From your knowledge of nucleotide structure, you know that purines (adenine and guanine) have a distinctive double-ring system. When purine nucleotides are no longer needed — because DNA or RNA has been turned over, or because excess nucleotides must be cleared — cells disassemble them through a degradation pathway whose final product in humans is uric acid. Unlike pyrimidines, which are broken down into highly soluble compounds (CO₂, NH₃, and simple organic acids), the purine ring cannot be cleaved open by human enzymes. We lack the enzyme uricase that most other mammals possess, so uric acid is our metabolic dead end.
The degradation pathway follows a logical sequence of stripping and oxidizing. Starting from AMP, the first step is deamination by AMP deaminase, converting AMP to IMP (removing the amino group from the adenine ring). The phosphate is then removed by a nucleotidase to yield the nucleoside inosine, and the ribose sugar is cleaved off by purine nucleoside phosphorylase to release the free base hypoxanthine. From the guanine side, GMP is first dephosphorylated to guanosine, then the ribose is removed to yield guanine, which is deaminated to xanthine. The two paths converge at xanthine, and the enzyme xanthine oxidase catalyzes the final two oxidation steps: hypoxanthine → xanthine → uric acid.

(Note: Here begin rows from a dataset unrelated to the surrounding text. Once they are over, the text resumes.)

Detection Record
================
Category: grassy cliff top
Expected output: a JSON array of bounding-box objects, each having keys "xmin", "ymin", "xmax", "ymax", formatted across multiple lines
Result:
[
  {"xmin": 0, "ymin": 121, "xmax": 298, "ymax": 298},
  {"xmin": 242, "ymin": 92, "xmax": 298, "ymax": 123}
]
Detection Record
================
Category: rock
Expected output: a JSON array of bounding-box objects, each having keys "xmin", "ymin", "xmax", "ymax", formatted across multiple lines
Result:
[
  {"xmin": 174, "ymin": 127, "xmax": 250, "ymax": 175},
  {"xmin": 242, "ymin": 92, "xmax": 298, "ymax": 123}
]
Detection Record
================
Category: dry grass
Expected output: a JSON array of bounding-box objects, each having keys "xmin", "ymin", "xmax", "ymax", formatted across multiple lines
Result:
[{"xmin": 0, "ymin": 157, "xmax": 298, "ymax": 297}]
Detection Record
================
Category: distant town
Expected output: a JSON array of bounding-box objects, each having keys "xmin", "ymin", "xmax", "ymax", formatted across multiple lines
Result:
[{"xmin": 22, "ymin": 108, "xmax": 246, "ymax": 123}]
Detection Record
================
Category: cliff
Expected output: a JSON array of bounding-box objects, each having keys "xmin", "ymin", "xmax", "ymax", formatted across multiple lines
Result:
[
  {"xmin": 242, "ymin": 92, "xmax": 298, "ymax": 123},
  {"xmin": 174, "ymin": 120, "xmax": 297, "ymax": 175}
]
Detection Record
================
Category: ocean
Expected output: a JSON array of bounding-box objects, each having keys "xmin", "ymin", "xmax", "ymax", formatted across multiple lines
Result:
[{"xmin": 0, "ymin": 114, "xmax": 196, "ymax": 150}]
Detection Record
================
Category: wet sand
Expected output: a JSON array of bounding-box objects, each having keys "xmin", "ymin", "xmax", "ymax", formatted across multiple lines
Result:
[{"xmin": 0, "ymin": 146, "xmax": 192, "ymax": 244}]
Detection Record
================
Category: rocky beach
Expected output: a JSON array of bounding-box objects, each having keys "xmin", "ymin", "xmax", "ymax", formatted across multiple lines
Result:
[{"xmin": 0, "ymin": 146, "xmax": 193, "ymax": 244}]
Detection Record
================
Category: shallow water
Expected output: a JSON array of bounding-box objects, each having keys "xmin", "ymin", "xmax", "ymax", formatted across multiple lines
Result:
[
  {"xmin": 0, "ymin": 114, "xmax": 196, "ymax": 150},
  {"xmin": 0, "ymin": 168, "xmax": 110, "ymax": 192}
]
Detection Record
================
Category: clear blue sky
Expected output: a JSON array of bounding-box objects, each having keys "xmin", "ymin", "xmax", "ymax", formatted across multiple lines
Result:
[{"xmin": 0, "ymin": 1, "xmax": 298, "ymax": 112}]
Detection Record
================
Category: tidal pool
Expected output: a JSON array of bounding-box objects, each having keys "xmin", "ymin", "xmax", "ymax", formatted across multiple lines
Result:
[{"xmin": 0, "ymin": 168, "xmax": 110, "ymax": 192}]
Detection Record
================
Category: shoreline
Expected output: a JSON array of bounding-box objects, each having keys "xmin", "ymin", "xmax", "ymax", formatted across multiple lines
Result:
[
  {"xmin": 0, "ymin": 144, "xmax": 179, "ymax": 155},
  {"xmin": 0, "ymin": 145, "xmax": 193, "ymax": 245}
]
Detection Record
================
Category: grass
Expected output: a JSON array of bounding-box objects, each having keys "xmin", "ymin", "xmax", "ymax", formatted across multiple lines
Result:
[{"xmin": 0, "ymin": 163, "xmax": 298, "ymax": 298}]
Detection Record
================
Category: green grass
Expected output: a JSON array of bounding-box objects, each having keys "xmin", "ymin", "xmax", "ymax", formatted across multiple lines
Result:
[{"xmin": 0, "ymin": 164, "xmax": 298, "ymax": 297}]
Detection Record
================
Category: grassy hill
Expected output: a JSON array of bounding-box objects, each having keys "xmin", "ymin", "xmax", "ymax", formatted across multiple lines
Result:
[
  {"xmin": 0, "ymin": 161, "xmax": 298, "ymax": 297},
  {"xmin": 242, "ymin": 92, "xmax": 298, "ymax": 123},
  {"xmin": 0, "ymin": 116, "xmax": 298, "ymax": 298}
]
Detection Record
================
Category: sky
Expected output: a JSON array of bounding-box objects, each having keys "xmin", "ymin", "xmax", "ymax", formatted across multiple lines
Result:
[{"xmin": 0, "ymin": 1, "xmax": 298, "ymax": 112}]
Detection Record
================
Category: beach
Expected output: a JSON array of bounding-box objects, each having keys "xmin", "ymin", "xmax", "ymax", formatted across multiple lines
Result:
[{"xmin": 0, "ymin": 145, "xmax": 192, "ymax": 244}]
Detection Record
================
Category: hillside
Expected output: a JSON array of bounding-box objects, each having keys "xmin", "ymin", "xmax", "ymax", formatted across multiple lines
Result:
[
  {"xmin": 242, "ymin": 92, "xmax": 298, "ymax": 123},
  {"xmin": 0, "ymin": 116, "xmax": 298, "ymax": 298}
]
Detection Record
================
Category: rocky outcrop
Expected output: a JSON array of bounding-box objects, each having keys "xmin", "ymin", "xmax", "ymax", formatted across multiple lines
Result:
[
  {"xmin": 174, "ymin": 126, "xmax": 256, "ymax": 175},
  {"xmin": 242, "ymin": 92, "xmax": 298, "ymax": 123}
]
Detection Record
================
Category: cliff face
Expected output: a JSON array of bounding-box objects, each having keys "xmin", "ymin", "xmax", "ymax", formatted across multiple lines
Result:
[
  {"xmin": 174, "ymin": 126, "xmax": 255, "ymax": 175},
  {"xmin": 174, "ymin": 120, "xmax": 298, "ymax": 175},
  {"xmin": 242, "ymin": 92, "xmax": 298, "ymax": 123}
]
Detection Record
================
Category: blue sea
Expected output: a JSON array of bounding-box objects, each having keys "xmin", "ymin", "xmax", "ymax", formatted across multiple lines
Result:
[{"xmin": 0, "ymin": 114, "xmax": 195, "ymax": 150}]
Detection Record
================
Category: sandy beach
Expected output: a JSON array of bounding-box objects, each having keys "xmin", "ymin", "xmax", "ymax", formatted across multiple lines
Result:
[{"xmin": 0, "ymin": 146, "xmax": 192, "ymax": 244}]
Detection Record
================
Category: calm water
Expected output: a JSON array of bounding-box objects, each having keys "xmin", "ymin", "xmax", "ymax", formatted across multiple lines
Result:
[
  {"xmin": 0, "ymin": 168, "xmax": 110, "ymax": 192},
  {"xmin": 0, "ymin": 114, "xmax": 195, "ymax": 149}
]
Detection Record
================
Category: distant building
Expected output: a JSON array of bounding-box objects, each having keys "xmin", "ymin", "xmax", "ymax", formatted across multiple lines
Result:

The clinical significance of this pathway centers on one physical chemistry fact: uric acid is poorly soluble in water. At physiological pH, serum uric acid concentrations sit near the saturation limit (~6.8 mg/dL). Anything that increases purine degradation — high-purine diets, rapid cell turnover (as in tumor lysis syndrome), or genetic overproduction — can push uric acid above its solubility threshold. When this happens, monosodium urate crystals precipitate in joints and soft tissues, triggering the intense inflammatory response known as gout. The big toe's first metatarsophalangeal joint is a classic site because it is the coolest peripheral joint, and urate solubility decreases with temperature.

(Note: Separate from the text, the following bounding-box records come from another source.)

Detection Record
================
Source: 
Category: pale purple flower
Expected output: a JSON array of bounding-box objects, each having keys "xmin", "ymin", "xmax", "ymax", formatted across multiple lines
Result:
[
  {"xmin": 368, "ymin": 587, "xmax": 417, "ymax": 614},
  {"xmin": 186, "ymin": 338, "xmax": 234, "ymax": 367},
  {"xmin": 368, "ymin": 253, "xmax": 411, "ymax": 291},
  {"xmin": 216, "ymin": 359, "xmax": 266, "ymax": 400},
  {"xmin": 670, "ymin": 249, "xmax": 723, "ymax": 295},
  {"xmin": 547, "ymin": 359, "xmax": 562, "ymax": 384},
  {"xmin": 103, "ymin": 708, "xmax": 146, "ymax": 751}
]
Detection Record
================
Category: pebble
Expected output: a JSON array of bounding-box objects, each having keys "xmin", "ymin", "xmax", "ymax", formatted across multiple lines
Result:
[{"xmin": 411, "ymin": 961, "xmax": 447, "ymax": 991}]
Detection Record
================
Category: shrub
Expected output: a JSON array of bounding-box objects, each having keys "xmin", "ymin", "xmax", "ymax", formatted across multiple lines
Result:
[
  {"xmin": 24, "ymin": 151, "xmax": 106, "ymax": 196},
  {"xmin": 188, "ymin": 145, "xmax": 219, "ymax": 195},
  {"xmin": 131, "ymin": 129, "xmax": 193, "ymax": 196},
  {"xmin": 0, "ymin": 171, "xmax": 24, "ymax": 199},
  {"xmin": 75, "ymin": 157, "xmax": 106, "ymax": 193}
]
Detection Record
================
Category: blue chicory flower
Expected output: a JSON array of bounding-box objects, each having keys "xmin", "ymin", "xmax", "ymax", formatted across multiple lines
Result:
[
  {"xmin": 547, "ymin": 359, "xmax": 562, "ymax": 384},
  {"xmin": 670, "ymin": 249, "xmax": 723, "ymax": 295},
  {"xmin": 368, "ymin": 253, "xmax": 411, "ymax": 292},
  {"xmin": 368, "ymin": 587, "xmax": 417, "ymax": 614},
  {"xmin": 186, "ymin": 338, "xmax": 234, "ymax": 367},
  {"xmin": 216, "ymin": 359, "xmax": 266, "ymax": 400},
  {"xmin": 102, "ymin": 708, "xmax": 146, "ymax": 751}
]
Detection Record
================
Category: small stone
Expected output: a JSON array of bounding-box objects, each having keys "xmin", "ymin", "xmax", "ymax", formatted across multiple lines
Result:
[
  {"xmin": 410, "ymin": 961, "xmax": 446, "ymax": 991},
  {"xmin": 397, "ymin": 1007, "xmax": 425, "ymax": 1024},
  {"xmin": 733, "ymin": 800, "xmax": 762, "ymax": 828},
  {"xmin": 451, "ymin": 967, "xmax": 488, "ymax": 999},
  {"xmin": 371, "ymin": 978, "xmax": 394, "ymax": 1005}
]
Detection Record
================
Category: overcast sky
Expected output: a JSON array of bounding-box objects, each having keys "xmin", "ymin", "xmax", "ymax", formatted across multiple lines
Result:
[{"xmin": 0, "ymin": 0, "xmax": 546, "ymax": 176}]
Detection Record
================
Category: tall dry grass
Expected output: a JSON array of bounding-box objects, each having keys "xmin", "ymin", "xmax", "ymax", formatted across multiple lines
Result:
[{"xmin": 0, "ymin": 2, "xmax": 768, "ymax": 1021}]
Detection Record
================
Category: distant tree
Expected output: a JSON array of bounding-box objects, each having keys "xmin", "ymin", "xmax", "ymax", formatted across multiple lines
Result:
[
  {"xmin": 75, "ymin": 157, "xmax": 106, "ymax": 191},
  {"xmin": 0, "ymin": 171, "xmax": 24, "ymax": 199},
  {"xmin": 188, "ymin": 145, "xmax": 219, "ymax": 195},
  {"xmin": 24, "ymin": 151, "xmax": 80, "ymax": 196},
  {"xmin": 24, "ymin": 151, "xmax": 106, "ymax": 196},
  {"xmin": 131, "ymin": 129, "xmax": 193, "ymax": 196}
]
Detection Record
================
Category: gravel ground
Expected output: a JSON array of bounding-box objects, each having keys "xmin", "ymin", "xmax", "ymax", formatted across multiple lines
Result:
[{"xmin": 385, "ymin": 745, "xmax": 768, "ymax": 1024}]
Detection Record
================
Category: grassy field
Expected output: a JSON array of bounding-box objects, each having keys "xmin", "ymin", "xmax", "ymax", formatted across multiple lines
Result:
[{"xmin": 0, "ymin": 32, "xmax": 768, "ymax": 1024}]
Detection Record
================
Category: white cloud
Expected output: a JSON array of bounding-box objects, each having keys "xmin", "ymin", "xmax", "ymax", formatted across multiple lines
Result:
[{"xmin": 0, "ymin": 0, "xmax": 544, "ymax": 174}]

This pathway is also the target of important drugs. Allopurinol, a structural analog of hypoxanthine, inhibits xanthine oxidase, blocking the final two steps and reducing uric acid production. Its metabolite oxypurinol binds tightly to the enzyme, providing sustained inhibition. Febuxostat is a newer, non-purine xanthine oxidase inhibitor. Understanding the degradation pathway makes the drug logic transparent: if you cannot open the purine ring or add uricase (though recombinant uricase, rasburicase, exists for acute use), the next best strategy is to block the last oxidation steps so that the more soluble precursors hypoxanthine and xanthine accumulate instead of insoluble uric acid.